Next week will bring key inflation data in the UK, EU and Japan, as well as unemployment and retail data in the UK.
What do analysts expect and what implications could the data have on the prospect of interest rate cuts?
UK unemployment- Tuesday
UK unemployment edged up to 3.9% in the three months to January, but this is still low by historical standards. The expectation is for unemployment to stay around these numbers in the next print due on Tuesday.
UK inflation- Wednesday
UK inflation dropped to 3.4% in February, the lowest year-on-year rate since September 2021, with some analysts predicting it to drop even further in the March print.
“Indeed, after the February report printed in line with our expectations, we see headline CPI slipping marginally to 3.1% year on year,” said Deutsche Bank economists.
Food, alcohol and tobacco disinflation is expected to gather pace, but this could be offset by higher transport, recreational and accommodation prices.
Retail sales- Friday
British Retail sales volumes have been surprisingly resilient.
Unchanged in February, following an upwardly revised 3.6% increase in January and defying market forecasts, which had anticipated a 0.3% decline.
However, food and fuel retail trades lagged, so analysts will be keen to check progress in these segments in the upcoming data print for March.
US retail sales- Monday
Upcoming economic indicators from the US come in the wake of a slightly hotter-than-prediction inflation print.
Consensus estimates have month-on-month retail sales growing by 0.3% month on month in March (though Deutsche Bank analysts predict a -0.2% contraction).
The latter would be a welcome outcome for those banking on interest rate cuts sooner rather than later.
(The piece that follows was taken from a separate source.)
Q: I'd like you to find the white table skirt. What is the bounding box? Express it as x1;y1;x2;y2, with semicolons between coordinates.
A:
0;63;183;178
Industrial sales on Tuesday will also be on interest, with Deutsche Bank predicting a 0.2% month-on-month uptick following a 0.1% uptick in February
US initial jobless claims- Thursday
The US jobs market has been particularly resilient. The number of people claiming unemployment benefits in the US fell by 11,000 to 211,000 in the week ending 6 April, well below market expectations of 215,000.
With unemployment at a rock-solid 3.8% (“a milestone in America’s comeback” according to President Joe Biden), hawkish policymakers see even further justification to keep the brakes on easing monetary policy for now.
EU inflation- Wednesday
In stark contrast to the US, the bloc has made good progress in bringing down inflation, to the extent that “the Eurozone economy has mostly stagnated since late 2022”, according to UBS.
Wednesday’s inflation print will show whether the union has moved closer to its 2% year-on-year inflation target.
It’s not far off – flash figures earlier this month showed consumer price inflation declined to 2.4% year on year in March, matching November’s 28-month low and falling short of market expectations of 2.6%. Final figures on Wednesday will hopefully confirm this.
Japan inflation- Friday
“We are optimistic about Japan’s cyclical recovery in the near term, and next week’s data releases will support our view,” predict UBS analysts.
They said that consumer price inflation is expected to stay at 2.8% year on year for a second month in a row in March, while core inflation (excluding fresh food) should ease to 2.6% from the previous month’s 2.8% due to a high base last year.
“Higher commodity prices and the weak JPY are likely to have pushed up headline inflation, while hotel/other service prices also should have risen meaningfully,” UBS added.